Re-writing the imperative code in a procedural style. This answer is an example, you could split up your code into functions differently.

# convert each string to numeric
convert_to_num <- function(strings){
  numbers <- c()
  for (each_string in strings) {
    numbers <- append(numbers, as.numeric(each_string))
  }
  return(numbers)
}


# find the total
sum_numbers <- function(numbers){
  sum <- 0
  for(each_num in numbers) {
    sum <- sum + each_num
  }
  return(sum)
}


# count the elements
find_length <- function(numbers) {
  len <- 0
  for (each_num in numbers) {
    len <- len + 1
  }
  return(len)
}

# calculate the mean from the total and count
calculate_mean <- function(numbers){
  total <- sum_numbers(numbers)
  length <- find_length(numbers)
  return(total / length)
}


# calculate sum of squared differences of numbers vector
sum_squared_diffs <- function(numbers) {
  mean = calculate_mean(numbers)
  squared_differences <- c()
  for (value in numbers) {
    difference <- value - mean
    difference_squared <- difference ** 2
    squared_differences <- append(squared_differences, difference_squared)
  }
  return(sum_numbers(squared_differences))
}
    
# calculate standard deviation of list of numbers
standard_deviation <- function(numbers) {
  variance <- sum_squared_diffs(numbers) / find_length(numbers)
  sd = variance ^ 0.5
  return(sd)
}



input_strings <- c("5.5", "7.4", "9.3", "4.6", "5.4", "10.1", "2.5", "6.1")

numerical_values <- convert_to_num(input_strings)

sd <- standard_deviation(numerical_values)

print(sd)

[1] 2.330203

Re-writing the imperative code in a functional style. This answer is an example, you could split up your code into functions differently.

We have chosen to use the length function itself rather than rewrite it using a functional style.
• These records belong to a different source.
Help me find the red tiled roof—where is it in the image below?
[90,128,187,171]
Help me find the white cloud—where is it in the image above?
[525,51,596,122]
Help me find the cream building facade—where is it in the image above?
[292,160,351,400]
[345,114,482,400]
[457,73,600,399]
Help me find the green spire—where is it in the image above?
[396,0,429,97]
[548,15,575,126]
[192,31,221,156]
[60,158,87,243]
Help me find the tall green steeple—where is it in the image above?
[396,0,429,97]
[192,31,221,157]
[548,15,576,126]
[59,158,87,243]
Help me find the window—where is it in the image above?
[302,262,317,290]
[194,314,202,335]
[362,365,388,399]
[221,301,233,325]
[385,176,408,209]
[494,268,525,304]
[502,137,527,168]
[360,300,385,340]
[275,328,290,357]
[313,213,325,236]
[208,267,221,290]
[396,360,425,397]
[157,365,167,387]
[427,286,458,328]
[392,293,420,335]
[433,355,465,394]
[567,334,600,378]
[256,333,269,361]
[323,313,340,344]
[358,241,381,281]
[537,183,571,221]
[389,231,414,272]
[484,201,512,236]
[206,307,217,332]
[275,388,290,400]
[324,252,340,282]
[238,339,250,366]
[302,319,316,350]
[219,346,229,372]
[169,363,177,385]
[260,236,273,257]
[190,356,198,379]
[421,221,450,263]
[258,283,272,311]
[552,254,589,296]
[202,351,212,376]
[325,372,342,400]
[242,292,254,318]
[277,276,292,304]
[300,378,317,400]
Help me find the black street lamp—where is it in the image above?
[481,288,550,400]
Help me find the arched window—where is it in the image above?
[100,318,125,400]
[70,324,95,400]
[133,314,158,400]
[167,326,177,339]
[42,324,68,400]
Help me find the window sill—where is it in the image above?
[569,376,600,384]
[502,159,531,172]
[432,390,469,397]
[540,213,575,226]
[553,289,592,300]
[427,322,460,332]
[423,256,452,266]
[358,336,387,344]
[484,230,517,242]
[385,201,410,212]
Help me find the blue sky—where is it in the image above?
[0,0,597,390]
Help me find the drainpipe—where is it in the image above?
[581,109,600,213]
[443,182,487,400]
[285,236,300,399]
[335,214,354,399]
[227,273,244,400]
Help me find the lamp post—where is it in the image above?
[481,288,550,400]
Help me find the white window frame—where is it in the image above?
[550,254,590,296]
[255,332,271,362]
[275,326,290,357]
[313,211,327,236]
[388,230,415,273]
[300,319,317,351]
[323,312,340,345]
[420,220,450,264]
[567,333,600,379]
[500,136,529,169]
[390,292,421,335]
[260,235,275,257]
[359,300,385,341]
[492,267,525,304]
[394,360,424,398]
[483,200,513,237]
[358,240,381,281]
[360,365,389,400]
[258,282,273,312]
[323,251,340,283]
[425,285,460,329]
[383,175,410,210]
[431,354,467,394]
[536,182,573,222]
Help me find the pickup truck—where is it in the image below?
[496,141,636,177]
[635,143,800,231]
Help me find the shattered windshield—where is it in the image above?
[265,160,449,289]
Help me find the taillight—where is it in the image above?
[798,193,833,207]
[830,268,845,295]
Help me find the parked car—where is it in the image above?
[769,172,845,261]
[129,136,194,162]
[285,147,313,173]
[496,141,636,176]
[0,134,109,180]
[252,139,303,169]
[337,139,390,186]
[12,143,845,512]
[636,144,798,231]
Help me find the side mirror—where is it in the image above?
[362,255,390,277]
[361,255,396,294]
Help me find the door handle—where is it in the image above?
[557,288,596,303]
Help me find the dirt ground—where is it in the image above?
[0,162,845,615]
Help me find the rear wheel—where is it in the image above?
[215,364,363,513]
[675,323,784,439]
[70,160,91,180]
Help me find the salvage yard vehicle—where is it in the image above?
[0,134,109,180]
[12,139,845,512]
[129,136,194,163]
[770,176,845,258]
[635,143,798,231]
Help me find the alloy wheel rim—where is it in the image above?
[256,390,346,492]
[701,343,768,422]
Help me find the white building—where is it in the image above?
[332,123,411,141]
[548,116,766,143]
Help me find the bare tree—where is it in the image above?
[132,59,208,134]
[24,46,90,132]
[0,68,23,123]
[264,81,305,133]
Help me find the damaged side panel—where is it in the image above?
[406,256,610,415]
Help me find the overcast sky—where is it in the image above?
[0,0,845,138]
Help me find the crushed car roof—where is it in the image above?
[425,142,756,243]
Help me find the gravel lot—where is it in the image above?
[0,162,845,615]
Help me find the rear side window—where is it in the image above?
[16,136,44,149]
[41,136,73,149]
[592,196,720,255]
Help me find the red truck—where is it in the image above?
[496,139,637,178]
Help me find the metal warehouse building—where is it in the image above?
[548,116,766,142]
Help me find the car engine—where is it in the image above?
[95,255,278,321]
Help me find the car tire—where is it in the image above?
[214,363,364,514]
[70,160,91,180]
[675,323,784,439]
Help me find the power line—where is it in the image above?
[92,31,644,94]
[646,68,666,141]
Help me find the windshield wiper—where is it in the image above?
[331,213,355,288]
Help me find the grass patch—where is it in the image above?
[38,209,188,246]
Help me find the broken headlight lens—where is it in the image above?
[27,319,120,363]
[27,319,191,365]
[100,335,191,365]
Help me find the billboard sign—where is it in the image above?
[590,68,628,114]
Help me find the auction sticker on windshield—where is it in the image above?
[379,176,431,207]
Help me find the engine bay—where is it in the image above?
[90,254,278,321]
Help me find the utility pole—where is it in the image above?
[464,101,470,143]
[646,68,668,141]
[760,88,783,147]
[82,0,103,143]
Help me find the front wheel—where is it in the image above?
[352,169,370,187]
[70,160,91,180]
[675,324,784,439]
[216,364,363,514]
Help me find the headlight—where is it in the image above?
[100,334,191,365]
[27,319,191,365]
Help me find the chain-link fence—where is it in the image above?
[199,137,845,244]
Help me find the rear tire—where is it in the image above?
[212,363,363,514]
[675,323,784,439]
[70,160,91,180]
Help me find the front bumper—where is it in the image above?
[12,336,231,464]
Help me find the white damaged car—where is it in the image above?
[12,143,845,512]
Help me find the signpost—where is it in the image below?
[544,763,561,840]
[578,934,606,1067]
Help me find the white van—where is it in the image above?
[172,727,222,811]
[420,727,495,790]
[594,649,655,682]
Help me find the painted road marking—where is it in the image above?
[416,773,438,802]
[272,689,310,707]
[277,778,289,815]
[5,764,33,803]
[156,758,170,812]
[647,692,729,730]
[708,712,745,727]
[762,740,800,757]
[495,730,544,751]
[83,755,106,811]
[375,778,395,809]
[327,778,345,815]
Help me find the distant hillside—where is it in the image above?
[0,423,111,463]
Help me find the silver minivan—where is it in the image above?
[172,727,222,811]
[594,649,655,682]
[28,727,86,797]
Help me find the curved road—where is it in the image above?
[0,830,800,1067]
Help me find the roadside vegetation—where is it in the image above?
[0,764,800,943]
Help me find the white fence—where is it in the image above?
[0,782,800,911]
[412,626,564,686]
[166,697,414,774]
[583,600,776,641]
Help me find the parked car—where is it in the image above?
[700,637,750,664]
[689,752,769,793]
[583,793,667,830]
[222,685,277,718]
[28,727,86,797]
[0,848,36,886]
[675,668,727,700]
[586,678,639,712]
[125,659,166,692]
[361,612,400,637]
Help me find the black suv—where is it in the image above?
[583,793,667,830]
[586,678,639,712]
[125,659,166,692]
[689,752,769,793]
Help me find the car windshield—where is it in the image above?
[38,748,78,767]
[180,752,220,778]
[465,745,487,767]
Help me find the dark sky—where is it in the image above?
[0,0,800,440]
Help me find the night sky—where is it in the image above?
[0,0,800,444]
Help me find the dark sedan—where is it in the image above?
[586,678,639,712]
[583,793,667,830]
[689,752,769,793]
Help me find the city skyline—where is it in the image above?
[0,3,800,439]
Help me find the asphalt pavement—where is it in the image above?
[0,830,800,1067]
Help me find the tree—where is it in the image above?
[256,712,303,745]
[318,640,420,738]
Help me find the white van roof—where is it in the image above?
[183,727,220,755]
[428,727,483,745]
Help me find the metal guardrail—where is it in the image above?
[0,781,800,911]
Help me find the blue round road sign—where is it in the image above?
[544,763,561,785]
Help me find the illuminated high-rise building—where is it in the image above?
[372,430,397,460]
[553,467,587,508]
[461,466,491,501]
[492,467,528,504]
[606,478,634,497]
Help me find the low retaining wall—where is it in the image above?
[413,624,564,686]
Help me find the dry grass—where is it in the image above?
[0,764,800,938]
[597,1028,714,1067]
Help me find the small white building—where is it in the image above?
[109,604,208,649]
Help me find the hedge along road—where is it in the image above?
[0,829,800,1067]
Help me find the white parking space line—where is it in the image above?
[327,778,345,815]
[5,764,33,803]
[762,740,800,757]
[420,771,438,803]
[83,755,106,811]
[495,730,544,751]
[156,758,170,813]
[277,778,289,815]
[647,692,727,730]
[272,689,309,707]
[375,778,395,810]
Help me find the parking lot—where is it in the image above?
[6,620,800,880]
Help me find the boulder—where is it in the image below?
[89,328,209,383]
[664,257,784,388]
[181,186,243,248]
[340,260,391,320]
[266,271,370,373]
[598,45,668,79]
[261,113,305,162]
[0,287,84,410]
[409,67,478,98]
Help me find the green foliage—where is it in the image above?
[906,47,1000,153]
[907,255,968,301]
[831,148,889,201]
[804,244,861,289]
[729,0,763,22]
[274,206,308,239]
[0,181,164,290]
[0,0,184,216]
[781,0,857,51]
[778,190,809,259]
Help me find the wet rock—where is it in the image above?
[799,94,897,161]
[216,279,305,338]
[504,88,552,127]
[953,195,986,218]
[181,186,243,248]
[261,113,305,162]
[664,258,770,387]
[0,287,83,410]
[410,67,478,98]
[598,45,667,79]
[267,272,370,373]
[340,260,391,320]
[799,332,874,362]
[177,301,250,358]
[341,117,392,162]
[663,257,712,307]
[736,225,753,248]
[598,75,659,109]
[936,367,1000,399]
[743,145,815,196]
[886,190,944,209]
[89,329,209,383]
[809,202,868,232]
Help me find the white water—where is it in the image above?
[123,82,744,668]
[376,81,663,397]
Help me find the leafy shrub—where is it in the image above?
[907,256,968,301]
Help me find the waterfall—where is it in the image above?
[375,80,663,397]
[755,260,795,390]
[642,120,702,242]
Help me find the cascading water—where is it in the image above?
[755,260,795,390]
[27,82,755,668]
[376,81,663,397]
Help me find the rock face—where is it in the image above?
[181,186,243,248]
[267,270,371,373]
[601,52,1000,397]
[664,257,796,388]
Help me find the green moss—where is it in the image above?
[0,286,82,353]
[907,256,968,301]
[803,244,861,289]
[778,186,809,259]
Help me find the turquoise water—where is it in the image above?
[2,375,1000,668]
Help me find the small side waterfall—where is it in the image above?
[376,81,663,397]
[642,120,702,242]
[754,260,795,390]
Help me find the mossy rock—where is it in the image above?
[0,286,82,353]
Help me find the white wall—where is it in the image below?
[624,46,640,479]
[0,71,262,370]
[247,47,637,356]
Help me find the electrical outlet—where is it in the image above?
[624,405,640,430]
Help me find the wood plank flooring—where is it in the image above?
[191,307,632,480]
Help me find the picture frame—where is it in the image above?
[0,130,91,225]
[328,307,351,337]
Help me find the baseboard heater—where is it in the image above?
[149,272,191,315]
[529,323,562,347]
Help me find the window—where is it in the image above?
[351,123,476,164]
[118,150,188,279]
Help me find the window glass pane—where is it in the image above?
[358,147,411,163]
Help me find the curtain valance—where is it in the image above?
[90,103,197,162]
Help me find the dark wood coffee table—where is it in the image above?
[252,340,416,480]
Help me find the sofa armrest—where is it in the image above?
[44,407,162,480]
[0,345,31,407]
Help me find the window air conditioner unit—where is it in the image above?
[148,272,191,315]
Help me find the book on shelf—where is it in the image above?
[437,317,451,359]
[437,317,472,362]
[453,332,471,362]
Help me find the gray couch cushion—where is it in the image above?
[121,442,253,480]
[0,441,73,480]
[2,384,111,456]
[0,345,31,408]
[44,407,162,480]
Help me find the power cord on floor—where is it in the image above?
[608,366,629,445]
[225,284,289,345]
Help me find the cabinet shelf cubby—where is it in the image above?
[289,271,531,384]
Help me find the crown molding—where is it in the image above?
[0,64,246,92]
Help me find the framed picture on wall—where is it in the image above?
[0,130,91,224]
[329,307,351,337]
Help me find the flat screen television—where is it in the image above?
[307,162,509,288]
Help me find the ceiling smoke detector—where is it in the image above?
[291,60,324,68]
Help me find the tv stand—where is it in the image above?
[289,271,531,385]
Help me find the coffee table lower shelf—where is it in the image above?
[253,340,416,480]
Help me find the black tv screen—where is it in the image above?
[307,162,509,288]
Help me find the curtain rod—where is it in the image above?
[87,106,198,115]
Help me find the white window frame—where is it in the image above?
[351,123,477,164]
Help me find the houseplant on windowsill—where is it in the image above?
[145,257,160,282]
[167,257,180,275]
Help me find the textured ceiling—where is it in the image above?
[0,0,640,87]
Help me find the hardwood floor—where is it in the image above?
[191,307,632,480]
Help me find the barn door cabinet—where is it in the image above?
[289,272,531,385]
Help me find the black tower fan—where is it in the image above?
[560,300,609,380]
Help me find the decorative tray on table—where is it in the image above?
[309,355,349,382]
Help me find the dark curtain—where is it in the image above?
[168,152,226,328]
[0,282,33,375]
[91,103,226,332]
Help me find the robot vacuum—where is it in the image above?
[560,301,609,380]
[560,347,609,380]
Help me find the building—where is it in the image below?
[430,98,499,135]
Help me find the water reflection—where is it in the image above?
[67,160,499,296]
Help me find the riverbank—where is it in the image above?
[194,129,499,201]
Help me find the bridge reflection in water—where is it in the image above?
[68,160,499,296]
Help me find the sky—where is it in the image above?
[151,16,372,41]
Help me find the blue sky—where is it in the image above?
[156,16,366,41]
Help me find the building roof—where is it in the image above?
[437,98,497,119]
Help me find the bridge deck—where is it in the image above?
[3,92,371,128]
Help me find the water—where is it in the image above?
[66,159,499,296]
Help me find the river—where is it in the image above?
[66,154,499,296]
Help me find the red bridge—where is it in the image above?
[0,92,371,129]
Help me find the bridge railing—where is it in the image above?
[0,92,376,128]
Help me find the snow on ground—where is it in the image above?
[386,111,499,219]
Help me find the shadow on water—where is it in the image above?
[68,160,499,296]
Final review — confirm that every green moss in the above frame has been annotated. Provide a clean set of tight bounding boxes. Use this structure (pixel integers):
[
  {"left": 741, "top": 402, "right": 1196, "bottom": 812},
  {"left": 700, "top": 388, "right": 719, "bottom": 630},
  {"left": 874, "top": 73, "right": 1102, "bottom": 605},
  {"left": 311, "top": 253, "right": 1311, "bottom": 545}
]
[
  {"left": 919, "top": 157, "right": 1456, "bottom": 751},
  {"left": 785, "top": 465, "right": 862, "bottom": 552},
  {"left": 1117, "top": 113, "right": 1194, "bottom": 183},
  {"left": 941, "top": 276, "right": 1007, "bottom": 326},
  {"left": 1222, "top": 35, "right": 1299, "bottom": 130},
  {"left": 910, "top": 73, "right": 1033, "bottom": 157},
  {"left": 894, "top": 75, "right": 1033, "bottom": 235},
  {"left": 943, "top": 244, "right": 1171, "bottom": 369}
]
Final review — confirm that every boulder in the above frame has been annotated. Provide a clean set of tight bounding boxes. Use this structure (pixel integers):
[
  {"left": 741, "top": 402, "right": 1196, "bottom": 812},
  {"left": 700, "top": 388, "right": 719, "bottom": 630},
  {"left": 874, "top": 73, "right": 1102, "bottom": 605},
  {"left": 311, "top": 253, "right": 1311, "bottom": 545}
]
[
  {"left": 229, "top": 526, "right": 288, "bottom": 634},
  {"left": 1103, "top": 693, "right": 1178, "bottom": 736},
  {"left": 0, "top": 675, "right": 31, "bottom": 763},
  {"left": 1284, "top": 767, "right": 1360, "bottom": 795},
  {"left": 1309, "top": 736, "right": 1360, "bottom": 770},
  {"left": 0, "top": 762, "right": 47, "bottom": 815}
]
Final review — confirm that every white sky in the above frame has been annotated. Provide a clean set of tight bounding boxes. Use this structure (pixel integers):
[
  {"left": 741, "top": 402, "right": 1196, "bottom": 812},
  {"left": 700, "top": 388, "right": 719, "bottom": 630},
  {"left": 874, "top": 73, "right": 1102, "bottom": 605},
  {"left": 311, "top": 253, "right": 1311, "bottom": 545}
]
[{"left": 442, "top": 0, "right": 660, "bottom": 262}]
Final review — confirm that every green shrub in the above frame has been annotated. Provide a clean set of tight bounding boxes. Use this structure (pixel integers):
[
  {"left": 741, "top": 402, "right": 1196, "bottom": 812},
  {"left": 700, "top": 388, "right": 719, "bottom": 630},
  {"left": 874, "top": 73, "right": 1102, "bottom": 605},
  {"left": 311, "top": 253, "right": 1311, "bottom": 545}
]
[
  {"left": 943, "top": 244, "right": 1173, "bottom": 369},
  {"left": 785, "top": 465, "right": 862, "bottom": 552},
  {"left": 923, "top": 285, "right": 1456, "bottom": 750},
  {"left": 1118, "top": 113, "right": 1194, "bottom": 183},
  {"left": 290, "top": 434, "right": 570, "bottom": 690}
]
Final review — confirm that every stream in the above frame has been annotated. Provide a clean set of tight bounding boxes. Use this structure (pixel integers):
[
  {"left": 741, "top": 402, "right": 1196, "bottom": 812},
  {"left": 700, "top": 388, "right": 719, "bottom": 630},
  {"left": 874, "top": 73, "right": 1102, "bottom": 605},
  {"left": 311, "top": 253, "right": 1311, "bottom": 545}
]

Working out how to write a length function using this style is left as an extension.

# there are no longer any for loops in the code

# convert a single string to numeric
convert_to_num <- function(string_num){
  return(as.numeric(string_num))
}

# add two numbers together
sum_numbers <- function(num1, num2){
  return(num1 + num2)
}

# calculate the mean of a list of numbers
calculate_mean <- function(number_list){
  total <- Reduce(sum_numbers, number_list)
  return(total / length(number_list))
}

# calculate the sum of the squared differences
sum_squared_diffs <- function(numbers) {
  mean <- calculate_mean(numbers)
  squared_differences <- sapply(numbers, function(values) (values - mean)^2)
  sum_squared_differences <- Reduce(sum_numbers, numbers)
  return(sum_squared_differences)
}

# calculate standard deviation of vector of numbers
standard_deviation <- function(numbers) {
  variance <- sum_squared_diffs(numbers) / length(numbers)
  sd - variance ^ 0.5
  return(sd)
}



input_strings <- c("5.5", "7.4", "9.3", "4.6", "5.4", "10.1", "2.5", "6.1")

numerical_values <- convert_to_num(input_strings)

sd <- standard_deviation(numerical_values)

print(sd)

[1] 2.330203

Congratulations, you’ve completed the Modular Programming in R course.